しかし、このタイでも差別意識はある。私は売春に従事する膨大な女性に出会ってきたが、彼女たちはそのビジネス故に、そして貧しさ故にあまり良く思われていないのは、部外者である私も徐々に知るようになった。

タイは階層社会だ。上流階級と貧困階級はまったく違う世界に生きている。その中で夜の女というのは、最底辺のそのまた下のクラスに見られているというのは、一緒にいる私でさえも肌感覚で分かるようになった。

そしてタイは学歴社会でもある。学歴のある人間とない人間の差はあまりにも明確に線引きされており、学歴のない人間はどれだけ有能でも出世できないという社会でもある。

現在のシンガポールは多民族国家だが、それでは差別がなかったのだろうか。私はあるスリランカ女性が好きになって、彼女としばらく一緒にいたことがある。

(ブラックアジア:リーパ。ゲイランの街に立つ女の凶悪な目付きに惹かれた)
https://blackasia.net/?p=3262


ところが、私の泊まっていたホテルの中国系シンガポール人は、彼女のことを「ダーティー・ブラック・スキン」の女だと言って侮蔑した。「薄汚い黒い肌の女」だというのである。

そして、「そんな女をこのホテルに連れ込むな」と私に言い放った。客の私にそのようなことを言い放つのだから、その差別感情に私はショックを受けるしかなかった。

カンボジアではどうだったか。カンボジア人は昔から激しい差別感情をベトナム人に持っているのは有名な話だ。

そのカンボジアの売春地帯では、貧しいベトナム女性が大量に売られて売春していたのだが、それがまたベトナム人差別を増長させていた。
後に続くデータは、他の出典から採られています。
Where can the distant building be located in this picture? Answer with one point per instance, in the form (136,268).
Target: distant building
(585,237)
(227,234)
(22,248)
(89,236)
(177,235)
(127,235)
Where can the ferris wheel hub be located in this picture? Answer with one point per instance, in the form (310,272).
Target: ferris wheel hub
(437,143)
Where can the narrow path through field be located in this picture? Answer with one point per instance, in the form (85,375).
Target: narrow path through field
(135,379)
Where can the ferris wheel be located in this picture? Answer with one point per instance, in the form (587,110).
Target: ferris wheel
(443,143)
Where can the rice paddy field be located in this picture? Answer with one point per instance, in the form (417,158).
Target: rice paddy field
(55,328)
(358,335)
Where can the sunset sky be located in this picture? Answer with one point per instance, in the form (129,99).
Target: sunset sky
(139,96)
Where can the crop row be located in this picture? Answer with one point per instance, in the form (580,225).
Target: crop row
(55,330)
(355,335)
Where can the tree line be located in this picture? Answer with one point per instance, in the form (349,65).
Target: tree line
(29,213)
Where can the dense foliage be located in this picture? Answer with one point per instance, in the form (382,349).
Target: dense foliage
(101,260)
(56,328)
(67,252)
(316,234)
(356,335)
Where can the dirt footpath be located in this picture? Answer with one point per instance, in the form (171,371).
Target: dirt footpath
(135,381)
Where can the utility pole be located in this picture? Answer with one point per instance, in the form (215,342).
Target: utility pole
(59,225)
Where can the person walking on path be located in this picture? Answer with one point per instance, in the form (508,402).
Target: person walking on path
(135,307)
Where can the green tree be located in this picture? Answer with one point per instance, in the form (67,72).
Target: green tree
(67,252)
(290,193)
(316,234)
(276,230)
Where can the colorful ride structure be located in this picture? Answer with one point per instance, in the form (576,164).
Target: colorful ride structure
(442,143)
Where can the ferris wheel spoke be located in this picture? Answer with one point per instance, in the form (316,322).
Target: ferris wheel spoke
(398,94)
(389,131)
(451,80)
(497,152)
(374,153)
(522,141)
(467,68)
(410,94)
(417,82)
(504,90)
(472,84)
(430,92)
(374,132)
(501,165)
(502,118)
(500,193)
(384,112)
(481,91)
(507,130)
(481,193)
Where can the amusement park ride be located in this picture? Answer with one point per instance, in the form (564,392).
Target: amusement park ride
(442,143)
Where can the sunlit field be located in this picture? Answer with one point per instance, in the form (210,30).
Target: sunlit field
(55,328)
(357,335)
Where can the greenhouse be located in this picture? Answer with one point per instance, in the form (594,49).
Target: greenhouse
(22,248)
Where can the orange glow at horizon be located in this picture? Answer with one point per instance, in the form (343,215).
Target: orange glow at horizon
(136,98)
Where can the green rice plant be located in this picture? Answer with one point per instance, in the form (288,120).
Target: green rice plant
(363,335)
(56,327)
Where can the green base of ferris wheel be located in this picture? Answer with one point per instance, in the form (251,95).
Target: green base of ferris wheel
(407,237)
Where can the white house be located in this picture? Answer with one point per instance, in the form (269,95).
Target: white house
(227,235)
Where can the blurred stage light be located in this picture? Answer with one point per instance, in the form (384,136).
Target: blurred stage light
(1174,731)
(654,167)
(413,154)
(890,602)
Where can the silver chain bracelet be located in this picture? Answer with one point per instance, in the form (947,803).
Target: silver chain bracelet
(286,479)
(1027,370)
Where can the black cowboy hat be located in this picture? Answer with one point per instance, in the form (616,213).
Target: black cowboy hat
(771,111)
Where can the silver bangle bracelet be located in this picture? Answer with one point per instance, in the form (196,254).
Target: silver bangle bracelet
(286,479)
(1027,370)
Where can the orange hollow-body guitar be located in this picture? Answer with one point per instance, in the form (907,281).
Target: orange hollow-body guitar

私が売春で生きているベトナム女性と一緒にプノンペンの街を歩いていたら、あるカンボジア人の老人が彼女にツバを吐きかけた。街を歩いているだけの女性に向かって、ツバを吐くという行為にその拒絶感の強さが窺い知れた。

理解? 配慮? そんなものはどこにもなかった

貧しいというのは差別につながる。売春ビジネスもまた差別につながる。だから貧しいセックスワーカーが置かれている立場というのは、どこの国でも激しい差別の渦の中にある。

バングラデシュでも貧しいセックスワーカーは激しい差別の中にあって、彼女たちが病気になっても医者は診察を拒絶し、彼女たちが死んでも葬儀屋は葬儀を拒み、共同墓地での埋葬すらも断られる。

スリランカで私が売春する貧しい女性と一緒に店に入ったら、私たちの目の前にいたテーブルのスリランカ人は彼女を見て途中で席を立って消えていった。

普通のスリランカ人が彼女を見る侮蔑の表情、そして一緒にいる私に対する嫌悪の表情はとても深い断絶に思えた。スリランカ社会が彼女を見る「冷たい目」はすべて真実である。恐ろしほどの冷たさであった。

彼女たちは、そういった拒絶感を朝から晩まで受けている。どこの国に行っても、私が好きになった夜の女たちの99%は社会から嫌われ差別されていた。
理解? 配慮? そんなものはどこにもなかった。ある時は陰湿に、ある時は露骨に、差別感情がそこに見出された。それが現実だ。

アジアの底辺で、社会から拒絶されながら生きている女性たちの姿を見て感じたのは、人間は「違い」に対する拒絶感をどうしても克服できないという冷徹な現実だったのである。

人は多様であり、人種も、人生も、考え方も、非常に大きな違いが存在する。その「違い」の中に対立や拒否感が生まれると、それが差別という感情になって育っていく。どうあがいても、人間はそこから逃れられない。

この「違いを排除する」という人間社会にある感情は、やがては深い対立を生み出すことになる。現代社会はこの感情を消す処方箋を持っていない。